Yep, learn to be an investor i guess ?

But another point to this, for the peons or gig workers like us, is to keep track of which companies investors are pouring money into. That way we know which companies will be paying their gig workers well. Think Uber pre IPO, especially when they were giving those 120 ride $500 bonuses. That was all coming out of the investors pockets.

Gig work is profitable if you are smart. It's like a business, you have to lower your expenses. Those delivery drivers on scooters, they are not losing money, they are in the profit, and maybe even huge profits if it's the right timing. If you are driving a camry/corolla or whatever, then yes you are probably losing money. Be smart.


----------



## tkman (Apr 13, 2020)

There are cost benefits to a restaurant that is set up with the intention of using the delivery services. The cost reductions are with staff - no waitresses, waiters, hostess,table clearing, dish washers, etc. Less square footage so lower costs. Only pay per meal delivered so during slow times no staff waiting around getting paid to do little. Easily ramp up a new menu, offer various menus under different names, maximize kitchen use and cooks time. The question is does these benefits out weight the cost 30% charge for a delivery? If you price the meals to account for the 30% it works. Can easily handle more meals and deliveries by triggering more drivers. Why doesn't this work? It offers another revenue stream for restaurants. They can support deliveries, customer order and takeout, and if they have the square footage they can also support in house eating at tables. Just different revenue streams with different models. All can work.


----------



## everydayimubering (Aug 5, 2017)

Who says no one's making any money? During the recent lock-down when everyone was sitting at home and ordering food - most drivers were easily making anywhere from $600 to a $1,000 per week or even more. Some of them made enough to payoff their past loans and overdue bills and are smiling cheek to cheek. Can't say anything about the future, but the lock-down was good for most UE drivers.


----------



## Fuzzyelvis (Dec 7, 2014)

Seamus said:


> You do realize some restaurants don't pay a dime to DD and GH. Those are the ones you pay with the Red Card or Grubhubs "order and pay". The delivery apps in that case make a % exactly like any credit card company does.
> 
> Delivery drivers have been around forever, and forever have (and will) depend on tips. Some that do well figure out which orders to take and which not to. Some drivers will average $25 per hour gross and some will be in the $8-$12 range, hence the constant flow of people quitting and new people starting. Those that last figure it out.
> 
> ...


Yes, I'm one of those who cherrypicks, which is why I don't do ubereats because so few tip with it where I am so it's not worth the risk.

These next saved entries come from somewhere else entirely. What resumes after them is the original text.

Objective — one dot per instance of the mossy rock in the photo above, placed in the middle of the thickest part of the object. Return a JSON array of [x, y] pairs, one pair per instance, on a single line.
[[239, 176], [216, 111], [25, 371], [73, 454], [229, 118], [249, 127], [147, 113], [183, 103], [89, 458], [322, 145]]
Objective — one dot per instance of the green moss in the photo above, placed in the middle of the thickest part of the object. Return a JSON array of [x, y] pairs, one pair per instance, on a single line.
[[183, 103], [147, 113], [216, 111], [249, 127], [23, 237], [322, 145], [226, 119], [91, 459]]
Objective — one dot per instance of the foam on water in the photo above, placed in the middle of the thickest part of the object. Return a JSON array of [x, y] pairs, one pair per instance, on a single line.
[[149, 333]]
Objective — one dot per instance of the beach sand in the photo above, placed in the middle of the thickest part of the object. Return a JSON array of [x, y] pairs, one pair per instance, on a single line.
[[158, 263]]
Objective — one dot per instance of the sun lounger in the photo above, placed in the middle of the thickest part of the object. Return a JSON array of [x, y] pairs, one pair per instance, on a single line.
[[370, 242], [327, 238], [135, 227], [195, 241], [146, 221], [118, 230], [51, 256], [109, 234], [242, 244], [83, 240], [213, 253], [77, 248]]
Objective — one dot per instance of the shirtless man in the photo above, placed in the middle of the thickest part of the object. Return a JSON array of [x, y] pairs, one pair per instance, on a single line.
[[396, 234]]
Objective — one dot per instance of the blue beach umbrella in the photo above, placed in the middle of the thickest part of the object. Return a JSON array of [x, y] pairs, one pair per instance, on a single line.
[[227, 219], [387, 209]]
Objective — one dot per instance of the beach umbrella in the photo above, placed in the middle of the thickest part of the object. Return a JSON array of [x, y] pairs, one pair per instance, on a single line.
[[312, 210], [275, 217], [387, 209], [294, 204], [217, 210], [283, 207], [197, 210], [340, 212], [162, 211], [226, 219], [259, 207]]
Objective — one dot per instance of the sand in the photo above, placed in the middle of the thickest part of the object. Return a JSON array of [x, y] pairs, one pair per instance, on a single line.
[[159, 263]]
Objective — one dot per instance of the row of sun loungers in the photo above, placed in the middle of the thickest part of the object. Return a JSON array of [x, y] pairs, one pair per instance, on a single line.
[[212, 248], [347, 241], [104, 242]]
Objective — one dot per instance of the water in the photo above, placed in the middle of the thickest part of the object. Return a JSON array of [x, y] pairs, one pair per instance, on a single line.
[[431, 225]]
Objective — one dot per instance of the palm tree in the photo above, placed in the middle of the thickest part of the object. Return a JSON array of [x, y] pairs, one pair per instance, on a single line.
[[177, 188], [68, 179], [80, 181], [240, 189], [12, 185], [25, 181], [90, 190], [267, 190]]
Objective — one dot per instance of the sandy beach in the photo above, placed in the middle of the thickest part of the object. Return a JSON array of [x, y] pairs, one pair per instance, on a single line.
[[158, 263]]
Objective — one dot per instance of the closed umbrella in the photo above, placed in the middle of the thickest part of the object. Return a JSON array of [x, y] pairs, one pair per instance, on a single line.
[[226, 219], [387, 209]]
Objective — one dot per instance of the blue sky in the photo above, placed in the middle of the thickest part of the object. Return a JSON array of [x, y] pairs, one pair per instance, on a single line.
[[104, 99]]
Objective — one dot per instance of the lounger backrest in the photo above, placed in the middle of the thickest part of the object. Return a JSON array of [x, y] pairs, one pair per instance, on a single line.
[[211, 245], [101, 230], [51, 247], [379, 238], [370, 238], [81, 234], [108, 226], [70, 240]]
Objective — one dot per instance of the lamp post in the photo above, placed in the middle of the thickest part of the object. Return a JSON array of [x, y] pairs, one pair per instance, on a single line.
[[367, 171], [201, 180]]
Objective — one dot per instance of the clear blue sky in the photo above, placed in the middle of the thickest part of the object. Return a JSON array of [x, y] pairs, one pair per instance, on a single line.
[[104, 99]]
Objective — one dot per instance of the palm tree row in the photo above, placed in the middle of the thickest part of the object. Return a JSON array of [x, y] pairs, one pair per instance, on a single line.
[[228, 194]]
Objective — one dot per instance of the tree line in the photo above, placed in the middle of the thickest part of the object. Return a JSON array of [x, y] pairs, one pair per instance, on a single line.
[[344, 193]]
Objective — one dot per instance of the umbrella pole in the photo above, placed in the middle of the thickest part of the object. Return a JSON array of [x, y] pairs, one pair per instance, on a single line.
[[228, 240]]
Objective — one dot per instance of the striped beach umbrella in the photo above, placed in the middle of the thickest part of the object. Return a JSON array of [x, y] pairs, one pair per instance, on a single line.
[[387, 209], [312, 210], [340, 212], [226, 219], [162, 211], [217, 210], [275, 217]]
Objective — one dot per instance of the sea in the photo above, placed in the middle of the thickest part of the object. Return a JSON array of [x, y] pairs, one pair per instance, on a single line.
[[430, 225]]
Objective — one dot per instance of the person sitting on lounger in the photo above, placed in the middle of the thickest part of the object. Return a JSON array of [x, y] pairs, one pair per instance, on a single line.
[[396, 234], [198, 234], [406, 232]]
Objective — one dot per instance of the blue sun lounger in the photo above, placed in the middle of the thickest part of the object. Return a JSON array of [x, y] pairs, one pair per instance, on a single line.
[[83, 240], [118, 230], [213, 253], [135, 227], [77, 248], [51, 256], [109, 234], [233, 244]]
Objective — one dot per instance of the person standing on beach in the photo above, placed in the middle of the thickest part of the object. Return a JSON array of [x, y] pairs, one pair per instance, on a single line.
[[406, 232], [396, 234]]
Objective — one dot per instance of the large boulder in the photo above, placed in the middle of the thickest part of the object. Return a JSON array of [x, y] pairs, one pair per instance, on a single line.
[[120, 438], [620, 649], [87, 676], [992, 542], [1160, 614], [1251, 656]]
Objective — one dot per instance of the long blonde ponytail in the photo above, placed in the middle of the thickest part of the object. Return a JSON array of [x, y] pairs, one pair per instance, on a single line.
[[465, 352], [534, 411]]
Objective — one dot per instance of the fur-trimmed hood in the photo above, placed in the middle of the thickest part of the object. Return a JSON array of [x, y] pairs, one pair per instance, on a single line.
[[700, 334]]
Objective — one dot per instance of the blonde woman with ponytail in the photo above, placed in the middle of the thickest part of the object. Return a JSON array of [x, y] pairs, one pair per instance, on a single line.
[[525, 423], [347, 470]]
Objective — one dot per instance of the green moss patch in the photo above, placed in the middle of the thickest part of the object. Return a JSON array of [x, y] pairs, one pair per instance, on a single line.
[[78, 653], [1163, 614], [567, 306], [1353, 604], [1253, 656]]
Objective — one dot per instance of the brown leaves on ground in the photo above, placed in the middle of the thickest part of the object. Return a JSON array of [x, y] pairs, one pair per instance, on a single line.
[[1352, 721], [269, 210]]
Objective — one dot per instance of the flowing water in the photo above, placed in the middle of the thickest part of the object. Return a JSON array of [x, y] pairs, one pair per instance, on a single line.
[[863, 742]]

Doordash is ok except when they simply send no good trips.

Red card deliveries are not that common to be sent to me, and are generally fast food and not worth the effort anyway. They are the exception to the restaurant paying the fee, but not the rule.

Yes, the discounts are ridiculous, and when DD was giving a guarantee, sometimes that backfired for them. But that's sort of my point. The current system doesn't work. A lot of that is the lack of tipping, which makes those $3 trips get ignored by so many drivers.

The apps are discounting on one end, overcharging on another, paying drivers far too little, sometimes too much...the system is just a mess, unlike delivery by employees for, for example, Dominos or other places that use their own drivers.



everydayimubering said:


> Who says no one's making any money? During the recent lock-down when everyone was sitting at home and ordering food - most drivers were easily making anywhere from $600 to a $1,000 per week or even more. Some of them made enough to payoff their past loans and overdue bills and are smiling cheek to cheek. Can't say anything about the future, but the lock-down was good for most UE drivers.


Lockdown is a very unusual time. But it's a bit like expecting to live off lottery winnings because one week you won $5000. It will sustain you for a while, but the gravy train will end.

As soon as Texas opened up the money went down where I live. It just jumped up a bit this week as many places have closed up again. It won't last.


----------



## Seamus (Jun 21, 2018)

Fuzzyelvis said:


> Red card deliveries are not that common to be sent to me, and are generally fast food and not worth the effort anyway.


UE is so bad in my market I just deleted the app! I was rarely ever taking any, my acceptance rate was 3%! LOL.

In the NYC suburbs Red Card and Grubhub card orders are primarily Pizza/Italian places and Chinese food. The rest being small local restaurants. In this market most pizza is still independently owned old school family places, people around here don't buy franchise pizza much. Those old school Italian men aren't going to give DD/GH a nickel! At least in my market no FF uses Red Card or GH Card.


----------



## Fuzzyelvis (Dec 7, 2014)

TBone said:


> Restaurant's were not forced to use delivery apps. If they couldn't run the numbers and figure out they would be losing money then they shouldn't be in business. It is no different than a driver saying he is losing money yet still continues to drive.


Restaurants felt (probably in many cases, rightly so) that if they didn't they would become invisible to customers.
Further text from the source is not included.